We meet up with the Ras at Tira village headman who tells us about the life of the residents in the seam-line zone, an area which Israel intends to annex, preferably without its Palestinian residents, for which all means are justified.

Last Wednesday the permits to bring in food into the villages were canceled. The situation today is that the residents need to coordinate all their grocery shopping with the village headman who has to coordinate it with the DCO [District Coordination Office of the IDF Civil Administration that handles passage permits]. It is not just the inconvenience, there are also restrictions. A family is allowed one chicken that doesn't exceed the weight of 2 kilograms and one carton of eggs (one of the drivers we meet at Eliyahu Passage says that with 7 kids they are 9 in the family and it just isn't enough). The village headman tells us about a shortage of gas containers, for cooking and heating. The DCO doesn't give permission to buy gas cylinders. Two days ago a vet was not allowed to cross the checkpoint with medication that according to the DCO, was not coordinated in advance.
Two thousand people live in the four villages. (The village headman keeps in touch with Tami and Dalia.)


Habla (1392)
15:45 – The gate is opened intermittently: 06:45–07:45, 11:15–12:15, and 16:45-17:45. The inspection includes going through the magnetometer. From what the six men who are waiting in line say, we understand that the opening of the gate is often delayed. One of them collects the ID cards and puts them in the order of arrival. So far he has already collected 26 documents. It turns out that there are people who plan their daily life according to the times the gate opens – they get here, secure a good place in the line and go back to work. Riva has given one of the men her phone number in case the opening of the gate is delayed. Fortunately, we haven't heard from him.

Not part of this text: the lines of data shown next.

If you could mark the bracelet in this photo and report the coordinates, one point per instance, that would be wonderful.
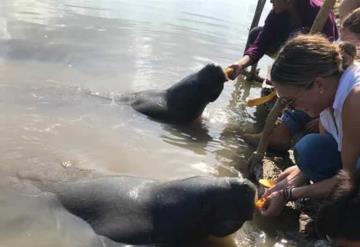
(287, 194)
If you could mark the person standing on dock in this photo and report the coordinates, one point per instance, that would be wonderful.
(286, 18)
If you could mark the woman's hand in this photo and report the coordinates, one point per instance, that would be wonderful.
(291, 177)
(237, 68)
(275, 203)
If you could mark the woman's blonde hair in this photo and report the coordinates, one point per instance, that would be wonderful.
(306, 57)
(352, 22)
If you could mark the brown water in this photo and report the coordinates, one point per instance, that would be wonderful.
(56, 54)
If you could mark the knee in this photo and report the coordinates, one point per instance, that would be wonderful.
(254, 33)
(317, 156)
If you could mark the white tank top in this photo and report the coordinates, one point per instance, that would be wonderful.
(333, 122)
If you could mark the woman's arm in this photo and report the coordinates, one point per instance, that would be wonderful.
(350, 152)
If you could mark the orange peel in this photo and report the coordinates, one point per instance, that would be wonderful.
(267, 183)
(260, 203)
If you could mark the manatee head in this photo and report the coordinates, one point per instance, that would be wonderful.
(210, 81)
(230, 206)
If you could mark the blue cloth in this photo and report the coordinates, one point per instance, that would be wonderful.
(317, 156)
(295, 120)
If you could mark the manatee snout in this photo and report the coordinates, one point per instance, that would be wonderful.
(234, 206)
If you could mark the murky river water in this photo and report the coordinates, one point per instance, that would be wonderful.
(56, 54)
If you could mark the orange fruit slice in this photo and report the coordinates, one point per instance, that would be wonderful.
(267, 183)
(260, 203)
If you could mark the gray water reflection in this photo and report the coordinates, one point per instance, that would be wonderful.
(55, 55)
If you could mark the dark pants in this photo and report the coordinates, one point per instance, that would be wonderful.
(273, 47)
(318, 157)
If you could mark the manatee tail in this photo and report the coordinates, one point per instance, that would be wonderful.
(111, 98)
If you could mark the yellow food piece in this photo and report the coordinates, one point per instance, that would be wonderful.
(261, 100)
(229, 71)
(267, 182)
(260, 204)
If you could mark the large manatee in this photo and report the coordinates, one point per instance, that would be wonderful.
(141, 211)
(184, 101)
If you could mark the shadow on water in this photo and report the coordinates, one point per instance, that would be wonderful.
(194, 136)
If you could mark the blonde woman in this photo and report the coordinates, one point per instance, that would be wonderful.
(350, 29)
(309, 75)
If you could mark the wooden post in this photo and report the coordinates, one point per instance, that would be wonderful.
(257, 156)
(255, 22)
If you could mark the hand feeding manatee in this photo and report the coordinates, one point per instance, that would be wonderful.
(142, 211)
(184, 101)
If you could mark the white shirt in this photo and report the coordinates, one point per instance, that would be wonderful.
(333, 122)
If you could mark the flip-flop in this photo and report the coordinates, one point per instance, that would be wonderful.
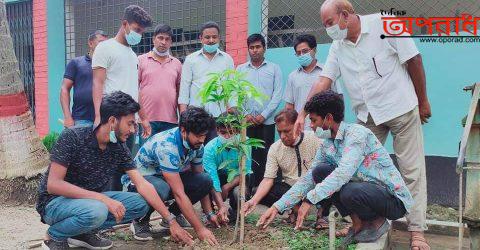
(370, 234)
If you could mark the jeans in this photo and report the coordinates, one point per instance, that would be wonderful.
(157, 127)
(259, 155)
(367, 200)
(83, 123)
(196, 186)
(70, 217)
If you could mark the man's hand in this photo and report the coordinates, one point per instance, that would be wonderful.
(425, 111)
(68, 122)
(267, 217)
(299, 124)
(223, 214)
(116, 208)
(248, 207)
(206, 235)
(259, 119)
(179, 234)
(147, 129)
(302, 213)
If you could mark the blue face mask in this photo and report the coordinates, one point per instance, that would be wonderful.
(210, 48)
(133, 38)
(113, 137)
(305, 59)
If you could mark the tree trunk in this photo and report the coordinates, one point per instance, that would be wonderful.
(22, 154)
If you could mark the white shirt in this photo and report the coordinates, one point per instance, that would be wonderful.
(195, 72)
(374, 72)
(121, 65)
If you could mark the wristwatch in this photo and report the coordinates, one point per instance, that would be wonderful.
(170, 218)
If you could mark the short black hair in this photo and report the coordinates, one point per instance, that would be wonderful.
(286, 115)
(163, 28)
(196, 120)
(94, 34)
(208, 25)
(309, 39)
(327, 102)
(221, 120)
(255, 38)
(117, 104)
(137, 14)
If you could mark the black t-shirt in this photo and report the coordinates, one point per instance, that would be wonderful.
(87, 165)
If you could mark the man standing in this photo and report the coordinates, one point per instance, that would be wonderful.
(71, 198)
(301, 80)
(172, 162)
(198, 66)
(115, 65)
(288, 158)
(78, 75)
(385, 80)
(267, 78)
(159, 80)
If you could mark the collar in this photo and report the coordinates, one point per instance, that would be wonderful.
(150, 55)
(249, 64)
(317, 65)
(341, 131)
(179, 141)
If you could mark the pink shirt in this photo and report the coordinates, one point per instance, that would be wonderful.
(159, 84)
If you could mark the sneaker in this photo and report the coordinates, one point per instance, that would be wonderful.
(90, 241)
(180, 220)
(54, 245)
(141, 230)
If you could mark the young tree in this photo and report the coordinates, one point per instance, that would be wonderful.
(230, 89)
(22, 154)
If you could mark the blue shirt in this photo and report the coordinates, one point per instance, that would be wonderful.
(195, 72)
(359, 157)
(79, 70)
(212, 161)
(164, 152)
(267, 79)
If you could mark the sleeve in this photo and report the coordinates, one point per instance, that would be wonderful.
(101, 58)
(71, 70)
(277, 94)
(185, 82)
(405, 48)
(271, 167)
(288, 97)
(296, 193)
(332, 68)
(352, 157)
(210, 166)
(64, 149)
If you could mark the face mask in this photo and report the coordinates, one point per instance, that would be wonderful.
(323, 134)
(161, 54)
(210, 48)
(336, 33)
(133, 38)
(113, 137)
(305, 59)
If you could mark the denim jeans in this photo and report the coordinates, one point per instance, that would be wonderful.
(196, 186)
(157, 127)
(70, 217)
(83, 123)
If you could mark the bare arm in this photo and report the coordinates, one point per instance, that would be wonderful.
(417, 74)
(99, 76)
(65, 102)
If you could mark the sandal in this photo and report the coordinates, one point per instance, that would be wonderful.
(421, 243)
(321, 223)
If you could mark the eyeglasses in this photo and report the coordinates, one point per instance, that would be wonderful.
(303, 52)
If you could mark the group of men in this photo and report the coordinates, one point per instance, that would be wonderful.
(94, 182)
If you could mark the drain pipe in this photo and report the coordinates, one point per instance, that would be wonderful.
(332, 218)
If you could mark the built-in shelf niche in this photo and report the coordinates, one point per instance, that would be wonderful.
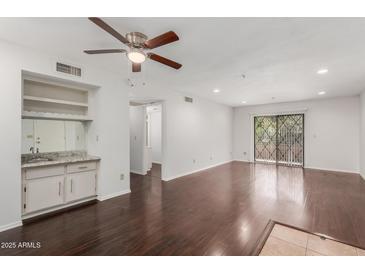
(47, 100)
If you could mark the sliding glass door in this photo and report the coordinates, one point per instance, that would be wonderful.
(279, 139)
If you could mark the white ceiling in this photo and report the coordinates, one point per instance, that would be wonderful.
(279, 56)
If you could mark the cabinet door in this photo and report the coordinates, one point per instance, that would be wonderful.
(43, 193)
(80, 185)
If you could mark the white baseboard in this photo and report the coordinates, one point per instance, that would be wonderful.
(113, 195)
(138, 172)
(10, 226)
(195, 171)
(241, 160)
(332, 169)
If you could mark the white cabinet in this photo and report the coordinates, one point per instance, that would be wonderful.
(80, 185)
(57, 186)
(43, 193)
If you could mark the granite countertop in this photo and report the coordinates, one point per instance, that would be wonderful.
(57, 158)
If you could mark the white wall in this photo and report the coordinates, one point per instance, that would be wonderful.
(362, 135)
(110, 125)
(195, 135)
(155, 135)
(331, 131)
(137, 138)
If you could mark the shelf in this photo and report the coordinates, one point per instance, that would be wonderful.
(55, 116)
(54, 101)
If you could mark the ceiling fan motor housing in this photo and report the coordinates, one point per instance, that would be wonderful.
(136, 39)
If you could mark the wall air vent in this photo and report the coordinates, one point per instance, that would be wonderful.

16:05 – There is no line and the passage is quick. We decide to go on to Irtah and come back later.


Irtah (Efrayim Passage)
16:40 – When we arrive, we see along line of about 150 men (counting is impossible, so this is a rough estimate) waiting by the turnstile (pictures attached). The turnstile doesn't move. When the checkpoint opens at 16:50, the inspection is brief and it take minutes to cross the checkpoint. We have seen how bicycles are transferred through the turnstile. Two men are needed, one of whom maneuvers the bicycle while the other take care of the turnstile (picture attached).


17:30 – The traffic at the checkpoint is quick and without delays.